E não é a única na família a padecer deste mal; tias, primas, um primo e uma das filhas também são afetados. A componente genética é uma das características da doença. “Os estudos do genoma identificaram marcadores genéticos associados à enxaqueca. São conhecidas três mutações associadas a um tipo específico de enxaqueca, contudo, mesmo neste grupo, 30% dos doentes não têm mutações genéticas conhecidas”, refere Ana Valverde.
“O cérebro das pessoas que sofrem de enxaqueca apresenta uma maior sensibilidade a estímulos luminosos, auditivos ou sensitivos, não apenas durante as crises, mas também em períodos intercrises, com hiperexcitabilidade ou resposta exagerada aos mesmos. Certos estímulos, num cérebro mais suscetível, podem provocar mudanças nas células e desencadear crises de enxaqueca”, continua a médica.
Sintomas premonitórios
A ‘aura’ referida por Ana Joaquim é outra das manifestações associadas à enxaqueca, que provoca alterações visuais, sensitivas ou da fala. As enxaquecas com aura representam entre 15% e 30% dos casos, sendo a mais comum a aura visual . “Habitualmente apresenta-se como uma figura convexa em ziguezague, que aumenta, até produzir uma zona de perda de visão”, refere a neurologista. Podem também surgir sintomas sensitivos como formigueiros e alterações da fala. “Em mais de metade dos doentes, a enxaqueca costuma provocar sintomas premonitórios”, diz a médica.
Bocejar, apetência por determinados alimentos, voracidade, mudanças de humor e retenção de líquidos ou perda de apetite, cansaço, diurese, sonolência e fonofobia podem ser indicadores de uma crise. Quando está instalada, são as cefaleias de intensidade grave a moderada – que começam por afetar apenas um lado da cabeça – o principal sintoma.
Não se trata de uma simples ‘dor de cabeça’: em 80% dos casos, a cefaleia é acompanhada de náuseas, vómitos e hipersensibilidade à luz e aos sons altos, num quadro que dificulta ou impossibilita ações como caminhar, subir escadas ou mexer a cabeça.
É possível prevenir?
Os fatores que podem desencadear uma crise de enxaqueca mudam de pessoa para pessoa, no entanto, há cinco que são comuns à maioria dos casos: stresse, jejum, mudanças atmosféricas, fatores relacionados com o sono e mudanças hormonais. “Anualmente, em cerca de 3% dos doentes, a enxaqueca torna-se crónica, provocando cefaleia pelo menos 15 dias por mês, oito dos quais com crises de enxaqueca”, alerta Ana Valverde.
O mais recente medicamento para a prevenção das crises de enxaqueca é um anticorpo monoclonal humanizado e chegou ao mercado em 2021, com resultados animadores. “A resposta inicia-se logo na primeira semana de tratamento, reduzindo significativamente a média mensal de dias com enxaqueca – em cerca de um terço dos doentes há uma redução de mais de metade dos dias”, explica a neurologista.
Indicado para a prevenção da enxaqueca episódica e crónica, destina-se a doentes que não responderam a, pelo menos, dois tratamentos anteriores e é administrado de forma subcutânea, mensalmente ou trimestralmente. O tratamento, que está contraindicado durante a gravidez e período de aleitamento, em doentes com antecedentes de AVC ou cardiopatia isquémica, dura entre seis e 12 meses.
Além deste medicamento, surgiram outros tratamentos inovadores.
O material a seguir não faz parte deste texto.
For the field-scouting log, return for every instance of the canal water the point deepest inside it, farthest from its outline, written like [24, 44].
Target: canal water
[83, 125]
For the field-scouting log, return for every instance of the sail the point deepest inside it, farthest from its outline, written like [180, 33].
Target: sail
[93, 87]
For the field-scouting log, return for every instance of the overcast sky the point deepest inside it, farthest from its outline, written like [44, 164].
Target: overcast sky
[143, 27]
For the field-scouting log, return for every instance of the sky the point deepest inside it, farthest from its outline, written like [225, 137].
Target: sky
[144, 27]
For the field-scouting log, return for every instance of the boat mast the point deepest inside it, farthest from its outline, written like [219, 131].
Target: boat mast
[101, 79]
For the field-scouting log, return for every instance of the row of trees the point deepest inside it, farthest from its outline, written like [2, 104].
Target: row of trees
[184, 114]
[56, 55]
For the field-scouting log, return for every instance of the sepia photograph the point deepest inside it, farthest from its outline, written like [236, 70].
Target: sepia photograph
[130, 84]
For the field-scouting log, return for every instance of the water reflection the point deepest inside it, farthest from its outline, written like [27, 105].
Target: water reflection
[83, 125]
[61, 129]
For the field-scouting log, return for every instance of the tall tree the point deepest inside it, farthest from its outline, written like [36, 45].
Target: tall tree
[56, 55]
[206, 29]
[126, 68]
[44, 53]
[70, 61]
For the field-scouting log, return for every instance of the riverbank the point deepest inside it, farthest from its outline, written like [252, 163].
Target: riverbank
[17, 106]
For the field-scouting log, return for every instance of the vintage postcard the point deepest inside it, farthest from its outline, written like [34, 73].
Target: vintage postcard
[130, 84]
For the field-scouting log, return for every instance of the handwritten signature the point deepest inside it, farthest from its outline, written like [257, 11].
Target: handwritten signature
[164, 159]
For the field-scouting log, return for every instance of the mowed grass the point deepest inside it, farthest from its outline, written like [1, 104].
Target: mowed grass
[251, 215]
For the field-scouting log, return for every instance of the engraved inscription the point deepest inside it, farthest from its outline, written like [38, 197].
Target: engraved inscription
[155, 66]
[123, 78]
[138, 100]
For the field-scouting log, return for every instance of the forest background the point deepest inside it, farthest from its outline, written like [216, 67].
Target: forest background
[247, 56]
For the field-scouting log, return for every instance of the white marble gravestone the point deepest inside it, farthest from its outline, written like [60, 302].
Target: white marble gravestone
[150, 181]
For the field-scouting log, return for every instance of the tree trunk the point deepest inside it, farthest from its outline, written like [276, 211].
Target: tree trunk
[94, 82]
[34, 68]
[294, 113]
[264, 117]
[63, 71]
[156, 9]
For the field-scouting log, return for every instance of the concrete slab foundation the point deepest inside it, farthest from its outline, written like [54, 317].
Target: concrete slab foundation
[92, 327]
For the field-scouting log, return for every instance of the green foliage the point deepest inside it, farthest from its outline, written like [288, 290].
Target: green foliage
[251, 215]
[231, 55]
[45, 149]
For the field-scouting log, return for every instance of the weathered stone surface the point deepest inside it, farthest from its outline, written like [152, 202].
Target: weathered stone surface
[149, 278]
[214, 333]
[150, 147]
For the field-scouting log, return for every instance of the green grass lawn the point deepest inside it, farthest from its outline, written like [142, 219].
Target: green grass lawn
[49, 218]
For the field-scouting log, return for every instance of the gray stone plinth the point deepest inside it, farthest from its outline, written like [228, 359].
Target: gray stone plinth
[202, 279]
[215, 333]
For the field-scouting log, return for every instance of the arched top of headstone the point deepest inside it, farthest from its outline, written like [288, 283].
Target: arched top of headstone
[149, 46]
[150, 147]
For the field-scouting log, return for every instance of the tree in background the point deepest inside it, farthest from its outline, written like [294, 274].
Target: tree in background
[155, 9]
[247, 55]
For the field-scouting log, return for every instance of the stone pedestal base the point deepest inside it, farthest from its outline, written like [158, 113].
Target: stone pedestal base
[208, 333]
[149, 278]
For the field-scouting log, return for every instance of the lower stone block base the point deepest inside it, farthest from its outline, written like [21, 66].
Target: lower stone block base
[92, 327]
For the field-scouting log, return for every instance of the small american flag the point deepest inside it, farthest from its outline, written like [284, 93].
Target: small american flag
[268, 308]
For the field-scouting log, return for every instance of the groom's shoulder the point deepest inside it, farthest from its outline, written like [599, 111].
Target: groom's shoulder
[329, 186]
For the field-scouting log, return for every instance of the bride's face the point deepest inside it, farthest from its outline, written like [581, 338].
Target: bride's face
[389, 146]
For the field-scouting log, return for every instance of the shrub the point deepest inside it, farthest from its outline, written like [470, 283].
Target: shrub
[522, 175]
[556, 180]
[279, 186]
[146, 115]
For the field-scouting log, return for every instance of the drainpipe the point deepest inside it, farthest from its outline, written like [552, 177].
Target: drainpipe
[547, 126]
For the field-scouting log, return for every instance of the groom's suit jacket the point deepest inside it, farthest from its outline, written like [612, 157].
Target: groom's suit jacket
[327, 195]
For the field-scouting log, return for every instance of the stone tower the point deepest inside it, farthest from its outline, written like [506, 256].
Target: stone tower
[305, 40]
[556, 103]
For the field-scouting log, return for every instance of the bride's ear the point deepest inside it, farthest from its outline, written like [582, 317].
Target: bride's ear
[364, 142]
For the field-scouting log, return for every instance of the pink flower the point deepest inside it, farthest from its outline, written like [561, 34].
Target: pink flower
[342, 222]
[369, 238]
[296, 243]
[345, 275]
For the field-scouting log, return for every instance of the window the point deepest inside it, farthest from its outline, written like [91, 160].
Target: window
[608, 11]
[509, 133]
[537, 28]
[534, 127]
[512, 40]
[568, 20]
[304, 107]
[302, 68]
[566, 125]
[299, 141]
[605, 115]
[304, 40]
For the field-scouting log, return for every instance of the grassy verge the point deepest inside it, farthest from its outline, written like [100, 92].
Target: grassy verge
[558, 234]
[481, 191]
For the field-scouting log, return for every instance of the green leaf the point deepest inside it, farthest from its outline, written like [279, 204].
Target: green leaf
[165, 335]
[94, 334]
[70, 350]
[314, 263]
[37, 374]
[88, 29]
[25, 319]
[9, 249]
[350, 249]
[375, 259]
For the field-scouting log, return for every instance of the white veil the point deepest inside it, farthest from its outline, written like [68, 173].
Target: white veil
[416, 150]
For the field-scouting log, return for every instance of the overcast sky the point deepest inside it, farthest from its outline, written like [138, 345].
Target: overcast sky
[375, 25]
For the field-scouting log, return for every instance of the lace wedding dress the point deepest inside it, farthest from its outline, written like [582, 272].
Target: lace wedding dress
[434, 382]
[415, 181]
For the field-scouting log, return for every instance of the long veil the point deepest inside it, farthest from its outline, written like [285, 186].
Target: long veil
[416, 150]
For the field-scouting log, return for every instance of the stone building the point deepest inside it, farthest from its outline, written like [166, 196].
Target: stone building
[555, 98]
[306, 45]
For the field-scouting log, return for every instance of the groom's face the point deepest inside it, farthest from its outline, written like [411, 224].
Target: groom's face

É o caso dos bloqueios anestésicos, com o bloqueio do nervo occipital maior, que “é eficaz como tratamento sintomático da crise aguda de enxaqueca; dos dispositivos neuromoduladores utilizados nos casos em que a enxaqueca está relacionada com o aumento de peso e epilepsia e que atuam no tratamento das cefaleias resistentes ao tratamento farmacológico ou da toxina botulínica tipo A, que, em ensaios clínicos controlados, se tem revelado eficaz como método preventivo da enxaqueca crónica.
“Entre as técnicas não invasivas destacam-se a neuromodulação do nervo supraorbitário ou a estimulação do nervo vago para tratamento dos sintomas da crise de enxaqueca e prevenção da enxaqueca episódica”, revela ainda a neurologista.